Benchmark with Goroutines - go

Pretty new to the Golang here and bumped into a problem when benchmarking with goroutines.
The code I have is here:
type store struct{}
func (n *store) WriteSpan(span interface{}) error {
return nil
}
func smallTest(times int, b *testing.B) {
writer := store{}
var wg sync.WaitGroup
numGoroutines := times
wg.Add(numGoroutines)
b.ResetTimer()
b.ReportAllocs()
for n := 0; n < numGoroutines; n++ {
go func() {
writer.WriteSpan(nil)
wg.Done()
}()
}
wg.Wait()
}
func BenchmarkTest1(b *testing.B) {
smallTest(1000000, b)
}
func BenchmarkTest2(b *testing.B) {
smallTest(10000000, b)
}
It looks to me the runtime and allocation for both scenario should be similar, but running them gives me the following results which are vastly different.

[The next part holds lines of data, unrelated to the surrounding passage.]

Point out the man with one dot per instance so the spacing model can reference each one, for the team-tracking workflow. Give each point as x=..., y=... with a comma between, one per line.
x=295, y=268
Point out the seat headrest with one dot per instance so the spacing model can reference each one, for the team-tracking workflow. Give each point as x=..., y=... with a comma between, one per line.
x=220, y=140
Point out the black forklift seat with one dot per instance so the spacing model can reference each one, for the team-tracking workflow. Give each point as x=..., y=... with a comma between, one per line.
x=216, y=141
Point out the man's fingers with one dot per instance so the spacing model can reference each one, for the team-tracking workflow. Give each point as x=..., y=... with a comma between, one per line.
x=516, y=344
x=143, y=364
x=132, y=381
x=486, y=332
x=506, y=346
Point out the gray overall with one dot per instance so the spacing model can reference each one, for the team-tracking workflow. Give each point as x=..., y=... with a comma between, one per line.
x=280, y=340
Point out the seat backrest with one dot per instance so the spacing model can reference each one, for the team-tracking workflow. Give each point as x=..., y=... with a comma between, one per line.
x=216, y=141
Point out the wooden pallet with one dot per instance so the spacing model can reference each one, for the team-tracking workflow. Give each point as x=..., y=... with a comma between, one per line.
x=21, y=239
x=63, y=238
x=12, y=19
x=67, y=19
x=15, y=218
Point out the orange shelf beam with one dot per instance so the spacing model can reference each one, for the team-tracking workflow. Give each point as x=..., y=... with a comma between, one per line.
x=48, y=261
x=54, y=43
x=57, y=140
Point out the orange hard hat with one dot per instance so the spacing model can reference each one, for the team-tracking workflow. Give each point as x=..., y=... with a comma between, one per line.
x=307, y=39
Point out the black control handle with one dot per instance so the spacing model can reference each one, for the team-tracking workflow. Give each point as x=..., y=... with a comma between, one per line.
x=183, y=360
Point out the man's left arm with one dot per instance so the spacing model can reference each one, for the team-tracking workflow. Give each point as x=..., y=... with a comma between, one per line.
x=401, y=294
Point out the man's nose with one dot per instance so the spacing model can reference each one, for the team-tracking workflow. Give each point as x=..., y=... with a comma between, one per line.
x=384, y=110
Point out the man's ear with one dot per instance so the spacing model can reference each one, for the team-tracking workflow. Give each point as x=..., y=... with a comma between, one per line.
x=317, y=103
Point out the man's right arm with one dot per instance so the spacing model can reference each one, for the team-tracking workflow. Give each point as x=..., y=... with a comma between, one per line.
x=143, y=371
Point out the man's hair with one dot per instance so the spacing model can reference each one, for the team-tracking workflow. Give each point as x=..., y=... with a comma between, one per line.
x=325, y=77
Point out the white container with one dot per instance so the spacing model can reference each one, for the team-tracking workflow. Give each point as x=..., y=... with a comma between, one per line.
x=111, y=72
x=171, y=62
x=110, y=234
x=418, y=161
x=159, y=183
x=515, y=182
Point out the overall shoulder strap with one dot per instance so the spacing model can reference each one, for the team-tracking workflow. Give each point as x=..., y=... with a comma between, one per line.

Wonder why this happens? Where do those extra allocations come from?
BenchmarkTest1-12 1000000000 0.26 ns/op 0 B/op 0 allocs/op
BenchmarkTest2-12 1 2868129398 ns/op 31872 B/op 83 allocs/op
PASS
I also notice If I add a inner loop to writeSpan multiple times, the runtime and allocation kind of relates to the numGoroutines * multiple times. If this is not the way how people benchmark with goroutines, are there any other standard ways to test? Thanks in advance.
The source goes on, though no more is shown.